ABD, Orta Asya’nın siyasi ve  ekonomik kontrolünü Rusya ve Çin’e bırakmak istemiyordu ve bu nedenle de Ortadoğu’da ve Orta Asya’da yeni bir düzene ihtiyacı vardı. ABD’ye göre, Avrupa Savunma Örgütü, yumuşak bir örgüttü. Dolayısıyla ABD yumuşak bir AB savunması ile Orta Asya’yı kontrol edemeyeceğini biliyordu. Bu yüzden de ABD, bölgedeki güçlü müttefikleri (Türkiye, İsrail, Suudi Arabistan gibi) ve NATO marifetiyle yeni bir denge oluşturmaya başladı. BU bağlamda da bölgede sorun çıkaran ve çıkaracak olan ülkeleri de ekarte edebilmek maksadıyla Arap Baharı yoluyla birer birer devirdi ve devirmeye de devam ediyor.
NATO Suriye krizinde son zamanlarda verdiği en güçlü mesajları vermek suretiyle hep Türkiye’nin yanında yer aldığını gösterdi! Savaş haricinde her türlü desteğini esirgemedi. Öyle ki NATO sanki Türk Dışişleri sözcüsü gibi konuştu. Türkiye’nin her toplantı talebine anında yanıt verdi. Ancak Rusya Esat rejiminin gitmesine şiddetle karşı çıkıyor. Aynı şekilde Çin ve İran’da Esat’a açık destek veriyor. Durumun bu halde olması, Türkiye’yi Ortadoğu’da yalnızlaştırma riskini ve düzen kurmada etkin aktör olmayı zorlaştırıyor.
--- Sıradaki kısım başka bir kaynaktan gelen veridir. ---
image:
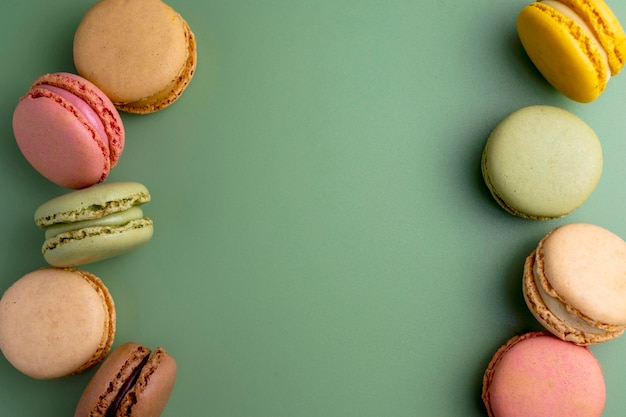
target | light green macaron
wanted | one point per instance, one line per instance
(541, 162)
(93, 224)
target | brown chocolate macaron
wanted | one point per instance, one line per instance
(131, 382)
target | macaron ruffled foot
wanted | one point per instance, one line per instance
(577, 45)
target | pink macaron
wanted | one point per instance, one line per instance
(68, 130)
(537, 374)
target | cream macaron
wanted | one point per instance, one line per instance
(574, 283)
(56, 322)
(141, 53)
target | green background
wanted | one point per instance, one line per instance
(324, 244)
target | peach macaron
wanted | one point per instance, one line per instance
(574, 283)
(56, 322)
(537, 374)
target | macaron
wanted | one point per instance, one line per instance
(93, 224)
(576, 44)
(574, 283)
(541, 162)
(68, 130)
(537, 375)
(56, 322)
(131, 382)
(141, 53)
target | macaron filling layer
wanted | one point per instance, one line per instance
(561, 310)
(83, 107)
(116, 219)
(126, 387)
(571, 14)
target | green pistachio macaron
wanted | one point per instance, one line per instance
(93, 224)
(541, 162)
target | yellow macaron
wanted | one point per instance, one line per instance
(576, 44)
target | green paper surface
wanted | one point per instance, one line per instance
(324, 243)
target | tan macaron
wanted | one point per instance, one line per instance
(575, 283)
(131, 382)
(141, 53)
(56, 322)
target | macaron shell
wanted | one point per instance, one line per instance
(586, 266)
(58, 141)
(560, 328)
(91, 203)
(56, 322)
(104, 386)
(537, 374)
(93, 244)
(152, 390)
(542, 162)
(173, 92)
(563, 52)
(146, 53)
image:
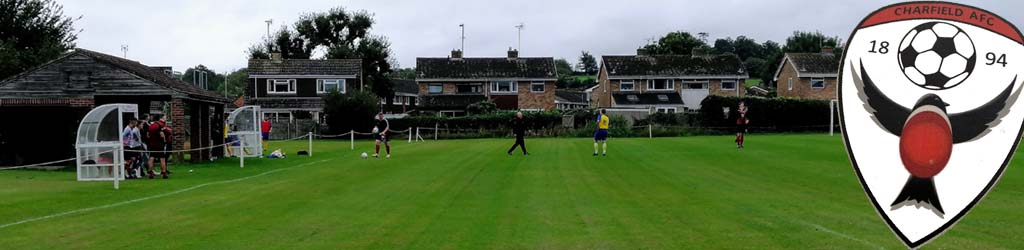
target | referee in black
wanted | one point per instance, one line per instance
(519, 129)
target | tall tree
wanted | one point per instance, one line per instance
(588, 64)
(679, 42)
(33, 32)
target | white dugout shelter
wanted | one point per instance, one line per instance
(99, 152)
(244, 127)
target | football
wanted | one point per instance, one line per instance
(937, 55)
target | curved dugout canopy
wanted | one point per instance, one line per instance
(244, 131)
(99, 152)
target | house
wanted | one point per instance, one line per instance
(566, 99)
(448, 85)
(289, 89)
(666, 83)
(56, 95)
(403, 101)
(813, 76)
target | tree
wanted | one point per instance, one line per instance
(341, 35)
(679, 42)
(588, 64)
(33, 32)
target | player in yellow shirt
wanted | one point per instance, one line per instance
(601, 135)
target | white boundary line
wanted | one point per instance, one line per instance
(152, 197)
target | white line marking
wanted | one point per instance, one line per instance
(826, 230)
(152, 197)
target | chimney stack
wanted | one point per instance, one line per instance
(456, 54)
(513, 53)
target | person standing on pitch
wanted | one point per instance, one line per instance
(601, 133)
(265, 132)
(381, 135)
(519, 129)
(741, 123)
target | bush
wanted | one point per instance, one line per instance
(777, 115)
(352, 111)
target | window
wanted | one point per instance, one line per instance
(504, 87)
(626, 86)
(537, 87)
(469, 88)
(434, 88)
(817, 83)
(279, 86)
(660, 84)
(330, 85)
(728, 84)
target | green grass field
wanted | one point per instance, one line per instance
(782, 192)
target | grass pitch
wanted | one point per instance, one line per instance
(690, 193)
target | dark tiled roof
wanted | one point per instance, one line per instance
(156, 76)
(570, 95)
(450, 101)
(814, 63)
(647, 98)
(287, 103)
(674, 66)
(482, 68)
(406, 86)
(305, 67)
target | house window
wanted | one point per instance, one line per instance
(469, 88)
(660, 84)
(728, 84)
(281, 86)
(626, 86)
(666, 110)
(434, 88)
(504, 87)
(537, 87)
(817, 83)
(330, 85)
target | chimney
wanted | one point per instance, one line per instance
(641, 51)
(456, 54)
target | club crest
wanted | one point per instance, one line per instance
(929, 102)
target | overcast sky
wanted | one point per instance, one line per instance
(216, 34)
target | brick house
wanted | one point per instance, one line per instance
(403, 101)
(448, 85)
(289, 89)
(813, 76)
(666, 83)
(53, 97)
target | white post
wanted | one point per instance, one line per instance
(832, 115)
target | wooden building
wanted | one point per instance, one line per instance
(40, 109)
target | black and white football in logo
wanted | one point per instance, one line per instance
(931, 111)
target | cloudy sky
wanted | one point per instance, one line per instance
(185, 33)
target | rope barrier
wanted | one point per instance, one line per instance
(53, 162)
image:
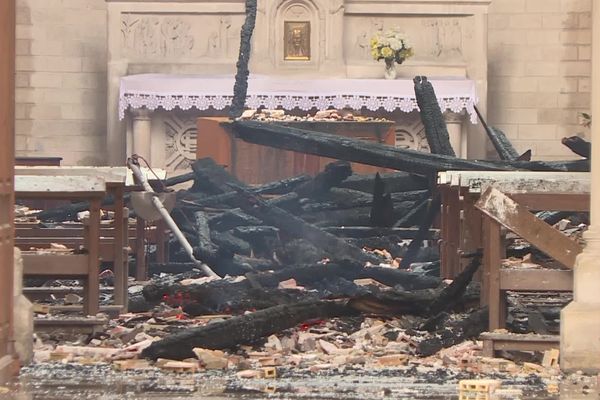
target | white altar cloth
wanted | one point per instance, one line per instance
(202, 92)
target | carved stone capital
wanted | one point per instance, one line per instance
(454, 118)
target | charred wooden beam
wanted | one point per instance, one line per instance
(503, 146)
(507, 212)
(355, 150)
(245, 329)
(394, 182)
(280, 187)
(367, 231)
(240, 88)
(275, 216)
(333, 174)
(578, 145)
(217, 295)
(470, 326)
(205, 248)
(415, 214)
(212, 178)
(430, 216)
(382, 208)
(432, 118)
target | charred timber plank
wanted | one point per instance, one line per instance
(503, 147)
(565, 166)
(430, 216)
(367, 231)
(275, 216)
(507, 212)
(432, 118)
(454, 332)
(218, 294)
(212, 178)
(280, 187)
(333, 174)
(414, 215)
(204, 245)
(579, 146)
(245, 329)
(451, 295)
(382, 208)
(394, 182)
(355, 150)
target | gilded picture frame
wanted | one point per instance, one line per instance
(296, 41)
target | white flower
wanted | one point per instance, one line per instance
(395, 44)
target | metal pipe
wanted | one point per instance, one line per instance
(137, 172)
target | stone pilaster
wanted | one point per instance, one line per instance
(454, 123)
(142, 134)
(580, 320)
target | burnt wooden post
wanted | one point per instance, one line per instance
(7, 101)
(241, 78)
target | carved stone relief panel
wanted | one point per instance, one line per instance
(181, 133)
(156, 35)
(410, 133)
(433, 38)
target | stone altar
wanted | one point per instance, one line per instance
(181, 37)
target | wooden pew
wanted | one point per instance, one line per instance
(83, 267)
(501, 201)
(115, 179)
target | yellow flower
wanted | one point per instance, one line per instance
(387, 52)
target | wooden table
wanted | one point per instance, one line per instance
(481, 204)
(75, 266)
(461, 227)
(115, 179)
(256, 164)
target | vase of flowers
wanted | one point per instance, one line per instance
(393, 47)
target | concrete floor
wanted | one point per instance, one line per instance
(68, 381)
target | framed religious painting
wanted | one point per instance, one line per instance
(296, 41)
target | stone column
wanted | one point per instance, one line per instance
(454, 125)
(580, 320)
(142, 134)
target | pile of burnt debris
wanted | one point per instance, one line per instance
(306, 250)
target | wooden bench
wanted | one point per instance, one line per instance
(461, 227)
(83, 267)
(502, 211)
(115, 249)
(493, 342)
(480, 206)
(116, 240)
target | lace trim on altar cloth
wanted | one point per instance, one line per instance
(305, 103)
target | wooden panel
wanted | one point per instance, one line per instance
(58, 186)
(491, 295)
(38, 161)
(55, 264)
(536, 280)
(519, 220)
(260, 164)
(7, 101)
(553, 201)
(108, 174)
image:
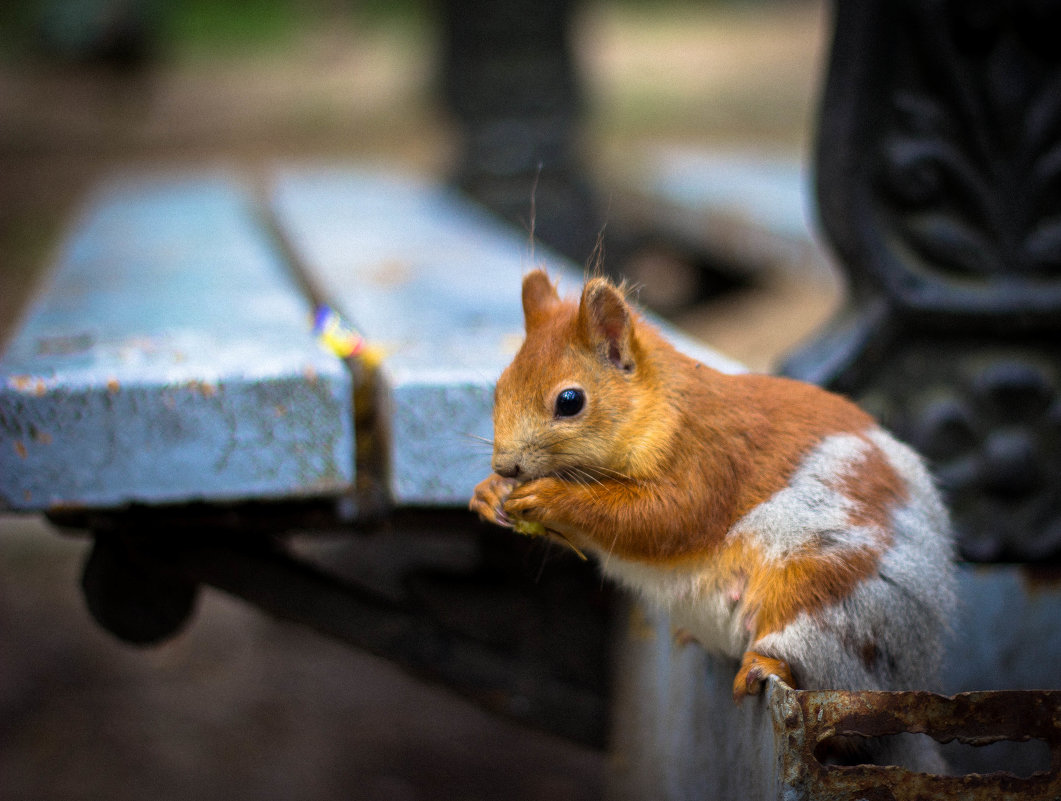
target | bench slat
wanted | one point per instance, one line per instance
(434, 281)
(170, 359)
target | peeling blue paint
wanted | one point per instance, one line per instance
(170, 359)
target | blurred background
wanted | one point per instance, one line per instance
(239, 706)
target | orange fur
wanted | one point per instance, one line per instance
(667, 455)
(751, 431)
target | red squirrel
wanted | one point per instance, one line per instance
(775, 521)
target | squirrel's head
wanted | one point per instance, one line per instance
(570, 401)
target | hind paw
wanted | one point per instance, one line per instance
(754, 669)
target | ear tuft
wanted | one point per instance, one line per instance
(606, 323)
(539, 297)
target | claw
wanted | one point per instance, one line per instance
(754, 669)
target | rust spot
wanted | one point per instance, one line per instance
(1041, 577)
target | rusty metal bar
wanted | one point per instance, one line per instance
(803, 720)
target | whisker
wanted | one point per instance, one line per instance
(477, 437)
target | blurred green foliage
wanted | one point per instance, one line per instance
(76, 31)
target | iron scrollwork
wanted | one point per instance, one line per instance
(939, 184)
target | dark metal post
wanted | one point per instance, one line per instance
(939, 186)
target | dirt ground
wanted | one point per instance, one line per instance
(240, 706)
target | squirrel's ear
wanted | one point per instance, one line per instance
(539, 297)
(606, 323)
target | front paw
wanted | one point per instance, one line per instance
(754, 669)
(535, 501)
(489, 497)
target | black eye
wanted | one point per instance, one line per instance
(570, 402)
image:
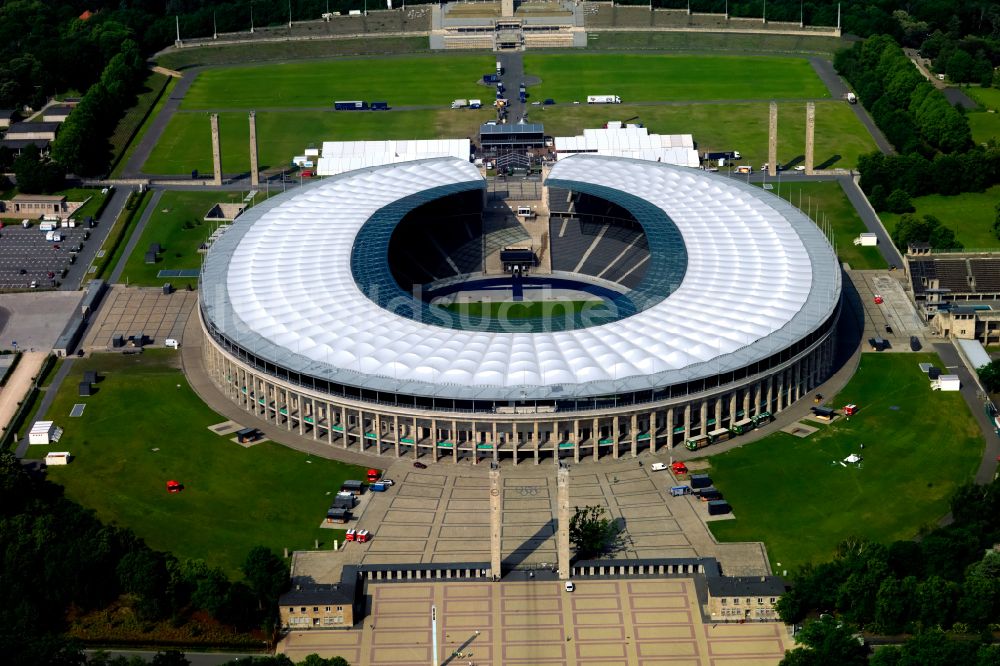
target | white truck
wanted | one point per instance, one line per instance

Salt NATO desteği de yeterli değil, Obama Suriye batağına girmek istemiyor. Durumu “idare” etmeye çalışıyor. Zaten bu yıl içinde Kasım’da ABD’de Başkanlık seçimi olacağı için, Obama muhtemelen bu sorunu yeni başkana bırakacaktır. Hal böyleyken, Türkiye’nin önümüzdeki yakın dönemde Suriye meselesinde tavrını nasıl koruyacağı doğrusu merak konusudur. Esat rejiminin önümüzdeki aylarda gitme olasılığının olmaması halinde sorun daha da derinleşecektir. Suriye sınırında sürekli bir savaş halinin olması, terörün tekrar buradan beslenmeye başlaması, Suriye’nin bölünme riski ile Irak ve Suriye Kürtlerinin olası birleşmesi, Türkiye’nin bölgede düzen kurucu olmayı bir kenara bırakıp, yeni oluşumun başına dert olmasının nasıl bertaraf edileceğinin derdine düşmesi anlamına gelecektir ve Esat Türkiye’nin başına işte o zaman gerçekten bela olacaktır. Ayrıca Türkiye’nin özellikle de Rusya ve İran’a olan enerji bağımlılığı düşünülürse, Türkiye-Suriye-Rusya-İran bermudasında fütüristlik anlamda nelere gebe olacağını düşünmek gerekir.